Cette sortie du président contesté par les hommes de l’unité cobra, une unité des forces spéciales en premières ligne dans la lutte contre les terroristes intervient alors que de nouvelles tensions ont été signalées dans le centre-ville de Ouagadougou un peu plus tôt dans la journée.

La France dément formellement toute implication dans les évènements en cours depuis hier au Burkina Faso

Les militaires putschistes ont accusé Paris de soutenir le désormais « ex-président », Paul Henri Damiba, des allégations formellement démenties par l’ambassade de France au Burkina Faso, dans un communiqué publié dans la matinée. « La France dément formellement toute implication dans les évènements en cours depuis hier au Burkina Faso. Le camp où se trouvent les forces françaises n’a jamais accueilli Paul-Henri Sandaogo Damiba, pas davantage que notre ambassade », indique le communiqué.

Le nouvel homme fort de Ouagadougou, de son côté, soutient, qu’il ne peut confirmer la présence du lieutenant colonel Paul-Henri Damiba à la base française de Kamboinsin. Mais selon des informations qu’il indique avoir reçues des hommes du chef de l’État déchu, l’officier supérieur de l’armée burkinabè, devenu chef d’État après le putsch du 22 janvier 2022, y serait et préparerait une contre-offensive. Se disant désolé que le lieutenant colonel Damiba souhaite un affrontement.
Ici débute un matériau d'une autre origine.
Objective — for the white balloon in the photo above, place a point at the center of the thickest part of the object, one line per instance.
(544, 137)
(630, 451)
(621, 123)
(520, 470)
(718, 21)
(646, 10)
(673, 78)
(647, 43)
  "Nous sommes sur nos positions. La plupart des jeunes soldats me connaissent. Les jeunes officiers, nous avons les mêmes idéaux, je pense qu’ils ne vont pas se laisser manipuler. Voilà pourquoi jusque-là, il n’y a pas d’affrontement. Nous n’allons pas affronter nos jeunes frères à cause d’un individu", a laissé entendre le capitaine Traoré. Selon le Figaro, un journal français, ce nouveau coup de force ne ferait pas l’unanimité au sein de la grande muette. L’État major des armées aurait d’ailleurs produit un communiqué dans lequel il déclare ne pas se reconnaître dans ce coup de force.